Because loops and loop complexes are associated with RNA Polymerase ll, it is concluded that they form “transcription factories” (TFs) (Figure 2D; Schoenfelder et al., 2009; Sutherland and Bickmore, 2009; Concia et al., 2020). These factories are assumed to include many other molecules, such as coactivators, chromatin remodelers, transcription factors, histone modification enzymes, RNPs, RNAs, non-coding RNAs, helicases, splicing, and processing factors associated with transcription and RNA processing (Tsai et al., 2020; Bertero, 2021). It has been proposed that genes and nearby sequences become clustered into a TF by their common affinity for and accessibility to specific transcription factors, RNA polymerases, and other cofactors (Figure 2D). There is also discussion that such factories enable much higher concentrations of RNA polymerases, transcription factors, and other cofactors to be achieved, thereby increasing the efficiency of transcription (Sutherland and Bickmore, 2009; Cook and Marenduzzo, 2018; Tsai et al., 2020). Incorporation of genes into transcription factories is not random, but regulated. It can be assumed that the chromatin interactions in TFs are specific and subject to natural and artificial selection in breeding programs.

The coordinated expression of genes in associated loops (in the same transcription factory) implies that in trans interactions occur within TFs involving enhancers, promoters, RNA polymerase, regulatory proteins, coding and non-coding RNA transcripts, R loop formation, and RNA processing systems (Bertero, 2021) to mutually influence the outputs of expression of the genes in each factory (Schoenfelder et al., 2009; Cook and Marenduzzo, 2018; Zhang et al., 2019).
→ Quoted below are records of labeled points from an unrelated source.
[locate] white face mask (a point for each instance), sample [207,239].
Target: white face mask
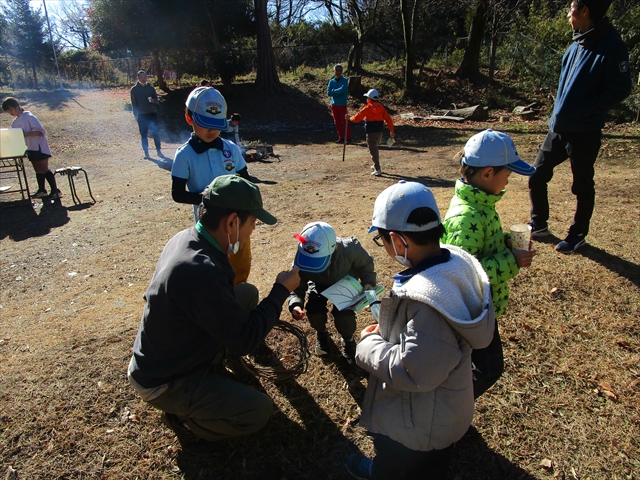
[402,260]
[233,248]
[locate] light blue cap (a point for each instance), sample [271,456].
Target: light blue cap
[494,149]
[394,205]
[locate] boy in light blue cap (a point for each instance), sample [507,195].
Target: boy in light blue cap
[207,156]
[324,259]
[419,398]
[472,223]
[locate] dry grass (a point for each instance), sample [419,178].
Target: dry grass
[73,279]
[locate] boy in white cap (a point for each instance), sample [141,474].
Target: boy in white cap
[472,223]
[419,398]
[374,114]
[206,156]
[323,260]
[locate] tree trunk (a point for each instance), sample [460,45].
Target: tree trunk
[408,27]
[35,76]
[266,76]
[494,46]
[470,66]
[156,65]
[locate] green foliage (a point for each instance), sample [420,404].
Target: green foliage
[25,35]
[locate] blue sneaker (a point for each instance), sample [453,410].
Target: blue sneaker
[538,231]
[360,467]
[571,243]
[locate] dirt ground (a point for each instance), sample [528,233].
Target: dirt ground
[73,276]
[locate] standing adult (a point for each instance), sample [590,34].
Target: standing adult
[338,90]
[194,314]
[595,76]
[144,101]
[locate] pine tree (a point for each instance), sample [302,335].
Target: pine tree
[26,35]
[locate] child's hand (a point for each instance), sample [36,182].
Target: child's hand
[375,328]
[297,313]
[524,257]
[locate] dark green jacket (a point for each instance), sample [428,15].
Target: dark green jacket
[473,224]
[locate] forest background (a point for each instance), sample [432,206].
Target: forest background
[518,43]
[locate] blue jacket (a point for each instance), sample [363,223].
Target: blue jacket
[338,90]
[595,77]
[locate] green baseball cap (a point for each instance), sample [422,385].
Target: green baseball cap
[233,191]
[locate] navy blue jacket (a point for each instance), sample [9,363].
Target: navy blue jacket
[595,77]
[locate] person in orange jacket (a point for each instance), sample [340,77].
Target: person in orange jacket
[374,114]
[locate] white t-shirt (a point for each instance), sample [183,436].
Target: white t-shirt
[29,123]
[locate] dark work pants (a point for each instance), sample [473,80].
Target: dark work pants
[316,308]
[489,365]
[148,123]
[393,460]
[581,148]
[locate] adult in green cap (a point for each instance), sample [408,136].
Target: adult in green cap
[194,315]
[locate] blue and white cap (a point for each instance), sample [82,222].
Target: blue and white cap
[394,205]
[209,108]
[317,244]
[494,149]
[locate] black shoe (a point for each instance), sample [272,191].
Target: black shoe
[39,194]
[323,343]
[349,350]
[538,231]
[571,243]
[189,441]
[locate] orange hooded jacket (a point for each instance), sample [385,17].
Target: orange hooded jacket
[374,114]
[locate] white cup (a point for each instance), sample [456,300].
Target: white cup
[520,236]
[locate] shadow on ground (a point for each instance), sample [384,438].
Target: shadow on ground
[21,222]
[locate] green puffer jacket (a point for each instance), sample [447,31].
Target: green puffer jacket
[473,224]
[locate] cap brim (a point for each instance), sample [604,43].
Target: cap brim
[522,167]
[208,122]
[311,264]
[265,217]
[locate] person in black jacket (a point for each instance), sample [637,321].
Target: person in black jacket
[144,100]
[595,77]
[194,314]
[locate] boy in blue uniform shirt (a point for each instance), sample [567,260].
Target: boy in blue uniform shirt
[338,90]
[206,156]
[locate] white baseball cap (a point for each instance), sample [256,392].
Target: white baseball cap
[208,107]
[494,149]
[372,94]
[394,205]
[317,244]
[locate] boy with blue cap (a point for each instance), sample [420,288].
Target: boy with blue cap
[324,259]
[419,398]
[207,156]
[472,223]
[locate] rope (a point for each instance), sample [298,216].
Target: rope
[279,373]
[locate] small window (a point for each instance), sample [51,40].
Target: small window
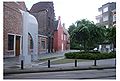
[105,18]
[43,44]
[10,42]
[105,9]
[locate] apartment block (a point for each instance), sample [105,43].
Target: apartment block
[105,16]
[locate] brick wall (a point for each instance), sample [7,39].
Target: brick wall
[12,23]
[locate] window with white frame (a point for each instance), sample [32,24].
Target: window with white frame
[105,9]
[106,26]
[10,42]
[61,36]
[43,44]
[114,17]
[105,18]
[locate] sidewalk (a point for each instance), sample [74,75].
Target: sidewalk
[101,64]
[12,65]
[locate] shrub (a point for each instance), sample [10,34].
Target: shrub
[89,55]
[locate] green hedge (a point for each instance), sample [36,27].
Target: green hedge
[90,55]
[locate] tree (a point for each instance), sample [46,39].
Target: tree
[111,36]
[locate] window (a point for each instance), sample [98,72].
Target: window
[105,18]
[106,26]
[61,36]
[48,21]
[100,12]
[114,17]
[64,37]
[43,44]
[10,42]
[105,9]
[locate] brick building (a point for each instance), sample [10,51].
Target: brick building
[106,15]
[44,13]
[61,37]
[19,40]
[12,27]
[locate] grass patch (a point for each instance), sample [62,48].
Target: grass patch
[89,55]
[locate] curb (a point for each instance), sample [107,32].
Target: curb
[55,69]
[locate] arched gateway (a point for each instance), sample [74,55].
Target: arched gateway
[30,39]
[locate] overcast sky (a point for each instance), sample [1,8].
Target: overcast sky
[73,10]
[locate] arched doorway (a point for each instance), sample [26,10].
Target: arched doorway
[30,44]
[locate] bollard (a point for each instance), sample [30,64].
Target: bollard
[75,63]
[95,62]
[48,63]
[22,64]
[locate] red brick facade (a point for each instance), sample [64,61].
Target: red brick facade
[12,24]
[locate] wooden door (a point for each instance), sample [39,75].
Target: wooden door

Perturbations of these interactions by incorporation of a genetic variant into the TF, possibly created by variation in transposable elements with binding affinity for transcription factors (Zhang et al., 2021) or one with a different 3D loop structure, could result in each gene being expressed to the same, greater or a lower extent because of the interactions (Cook and Marenduzzo, 2018). Such perturbations may be a major source of phenotypic variation defined by quantitative genetics as non-additive, dominant, overdominant, or epistatic, positively or negatively; and the interfering DNAs would map as QTLs or eQTLs (Cook and Marenduzzo, 2018; Delaneau et al., 2019; Peng et al., 2019; Zhao et al., 2019; Tsai et al., 2020). Several examples of correlations between physical interactions and subgenome dominance, colocalization of paralogs and homologs, and biased gene retention after polyploidization in plants are reviewed in Huang et al. (2020). Regulation within a transcription factory, therefore, appears to form a “middle layer” of regulation between (a) the molecular control of expression of individual genes and (b) the complex integration of gene networks, physiology, and biochemistry, determining phenotypic traits at the cell and tissue/organ levels (Tsai et al., 2020). The biology of TFs is likely to have profound importance for understanding the genetic basis of traits and plant breeding. They may also be sources of the large number of QTLs that contribute very small proportions of the genetic variation underpinning a trait, that map all across the genome, and that were highlighted by Boyle et al. (2017) in their “omnigenic” model for trait determination in the human genome.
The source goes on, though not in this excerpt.